CSC 2231 Review of CoDoNS

From: Jin Chen <jinchen_REMOVE_THIS_FROM_EMAIL_FIRST_at_cs.toronto.edu>
Date: Thu, 10 Nov 2005 09:26:45 -0500

CoDoNS is proposed to provide automatic configuration, failure resilience,
as well as load balancing for Internet name service. Its basic idea is to
exploit DHT to decouple the name management from the physical location of
servers, and use a proactive caching layer to reduce lookup latency.

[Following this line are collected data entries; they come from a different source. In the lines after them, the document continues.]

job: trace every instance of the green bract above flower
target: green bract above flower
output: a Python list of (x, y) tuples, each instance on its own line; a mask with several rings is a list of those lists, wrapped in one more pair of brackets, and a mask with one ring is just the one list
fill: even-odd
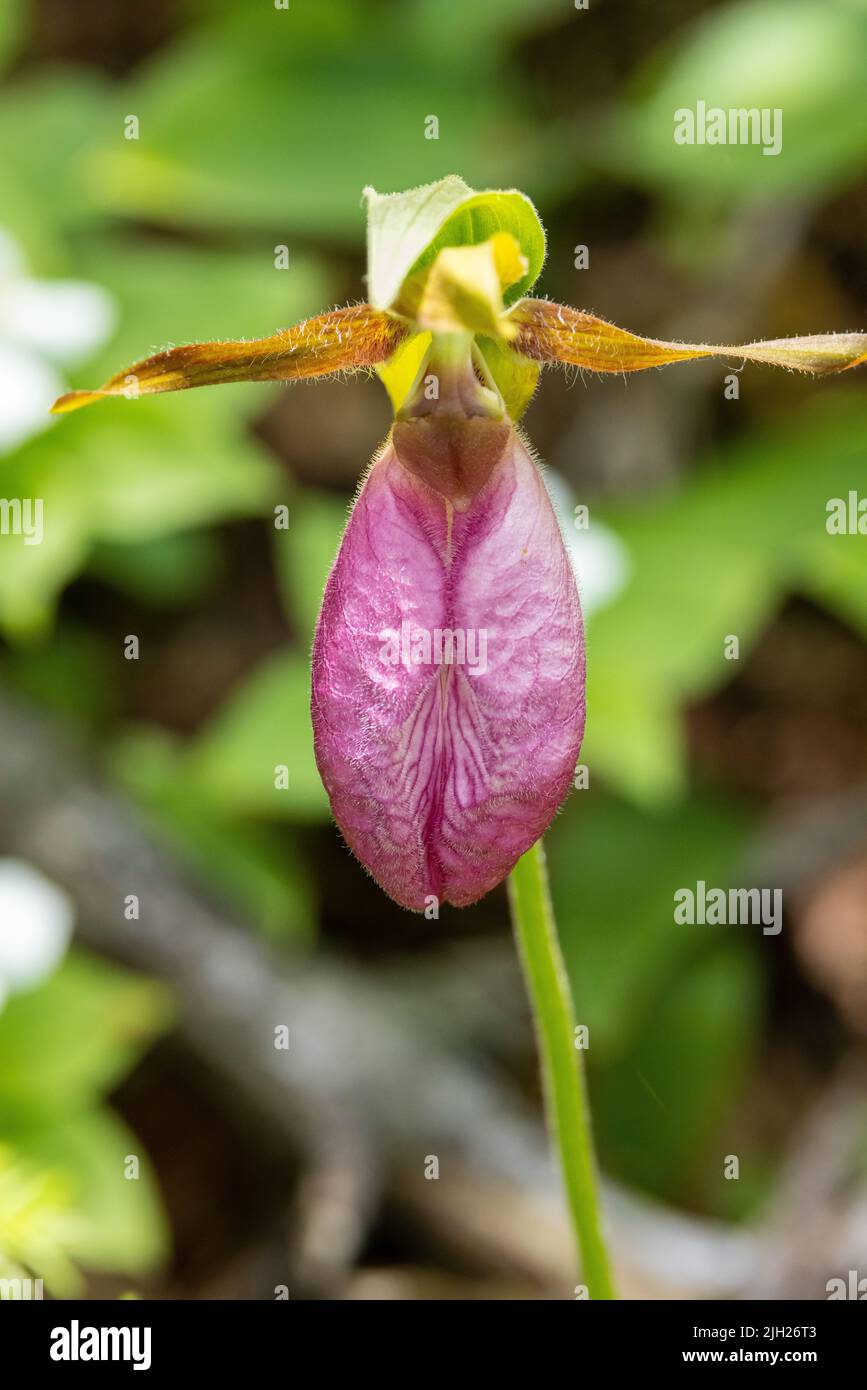
[[(153, 395), (231, 381), (297, 381), (375, 370), (397, 414), (418, 387), (433, 340), (474, 344), (475, 370), (513, 420), (546, 365), (639, 372), (727, 357), (822, 375), (867, 360), (867, 334), (830, 333), (740, 346), (644, 338), (582, 309), (527, 298), (545, 260), (545, 233), (523, 193), (475, 193), (455, 175), (408, 193), (366, 190), (367, 304), (348, 305), (249, 342), (170, 348), (96, 391), (61, 396), (57, 413), (105, 396)], [(469, 359), (468, 359), (469, 360)]]
[[(506, 408), (518, 419), (539, 368), (497, 351), (515, 336), (507, 310), (531, 290), (545, 261), (545, 230), (523, 193), (476, 193), (451, 174), (407, 193), (367, 199), (367, 286), (376, 308), (412, 324), (412, 336), (378, 373), (395, 411), (430, 347), (430, 332), (480, 335)], [(486, 350), (489, 349), (489, 350)]]
[(411, 277), (428, 269), (446, 247), (480, 246), (500, 233), (513, 239), (525, 265), (504, 290), (506, 306), (533, 288), (545, 262), (539, 214), (515, 189), (475, 193), (456, 174), (408, 193), (367, 199), (367, 290), (375, 309), (395, 310)]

However, the main deficiency of this design is that they simply consider
name service as a query to a storage pair (domain name, server IP
addresses). This assumption hurts the flexibility of hierarchy legacy DNS,
that has already evolved into a service with flexible policies and dynamic
name resolution. For instance, each legacy DNS server can be independently
configured to only reply some specified clients, and it can hide internal
domain to the outside. More importantly, current CDN techniques are based
on dynamic domain name resolution of legacy DNS to select servers in
network proximity and load distribution. Although CoDoNS may be able to
associate these complex policies with names and support wise server
selection based on other out of band mechanisms, these concerns greatly
increase its implementation complexity.

CoDoNS works like a big cache of domain names. But its granularity of
replication strategies seems too coarse. It replicates an object at level
i to all nodes with i matching prefix digits. With the increase of level
i, the number of replications increases by multiplying the base of DHT
identifier so that it cannot set the number of replicas within (the
number of objects with i-1 matching prefix digits, the number of objects
with i matching prefix digits). This may waste the storage space and
incur more overhead of updates.

CoDoNS achieves O(1) lookup by aggressive replication. This strategy not
only consumes a large amount of storage space, but is not suitable for
frequent information propagation since it involves many replicas to update.
Moreover, CoDoNS still inherits shortcomings of DHT, for instance, it
cannot effectively deal with load imbalance in a heterogeneous network.

In brief, CoDoNS brings the convenience of automatic configuration by
sacrificing the flexibility of trusted hosts delegation of legacy DNS.